CAFE-PHILO (2)

Le CAFE-PHILO du mois de juin (activité libre et gratuite) s'est tenu le mardi 12 à 18h45 au Palais Beaumont. Le sujet voté par le groupe présent fut :

 

Faut-il arrêter de désirer pour être heureux ?

 Résumé de la soirée :

1)   La question pose un impératif conditionnel : si tu veux être heureux, arrête de désirer. Qui dit cela ? On imagine un « personnage conceptuel », un sage ou un prêtre, une instance d’autorité, suspicieuse à l’égard du désir qui mettrait en garde contre les excès et les dérives qui en découlent : futilité, égoïsme, quête interminable et vaine, passions dévorantes, insatisfaction chronique. De ce point de vue en effet le bonheur s’éloigne à mesure qu’on croit le saisir. Mais ce constat permet-il de conclure à la nocivité du désir en tant que tel, ou plutôt à un certain usage déréglé, dû à l’aveuglement ou à la demesure ?

2)   Le groupe souligne avec force que le désir est une sorte d’élan vital, une manifestation de l’énergie, un mouvement d’affirmation connaturel à l’existence même du sujet. Qui perd le désir perd le goût de vivre, et s’en va glissant vers la dépression, voire le suicide. On ne peut arrêter le désir, sauf à soutenir qu’il faut être mort pour être heureux.

3)   Nous voici en face d’un paradoxe : suivre le désir serait s’empêcher d’être heureux, et ne pas le suivre ne garantit pas davantage le bonheur. Alors que faire ? Peut-être n’y a t-il pas de rapport direct, causal, entre désir et bonheur. La question se révèle plus complexe qu’il n’y paraissait au départ.
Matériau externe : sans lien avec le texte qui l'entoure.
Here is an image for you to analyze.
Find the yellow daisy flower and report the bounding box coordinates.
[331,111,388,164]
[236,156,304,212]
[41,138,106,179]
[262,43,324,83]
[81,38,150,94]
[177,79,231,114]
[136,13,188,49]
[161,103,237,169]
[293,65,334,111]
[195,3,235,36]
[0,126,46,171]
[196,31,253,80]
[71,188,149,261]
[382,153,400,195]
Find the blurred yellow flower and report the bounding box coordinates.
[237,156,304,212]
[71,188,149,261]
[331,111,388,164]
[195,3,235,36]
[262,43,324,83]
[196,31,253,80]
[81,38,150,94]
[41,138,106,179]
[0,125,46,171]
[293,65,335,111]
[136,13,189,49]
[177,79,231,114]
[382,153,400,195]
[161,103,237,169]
4)   Vouloir arrêter de désirer relève d’un forçage, voire d’une mutilation (castration ?). On croit éviter la souffrance du désir et on bascule dans une souffrance pire encore, en compromettant les chances d’une juste et belle affirmation de soi. Sans compter que ce projet est sans doute impossible : prétendre arrêter le désir est encore un désir : que désire celui qui désire ne plus désirer ? Avançons une hypothèse : ce n’est pas le désir en tant que tel qui pose problème mais l’attachement à certains objets que l’on peut considérer comme pernicieux ou funestes. Dès lors le problème devient : quels sont les objets qu’il faut arrêter de désirer ?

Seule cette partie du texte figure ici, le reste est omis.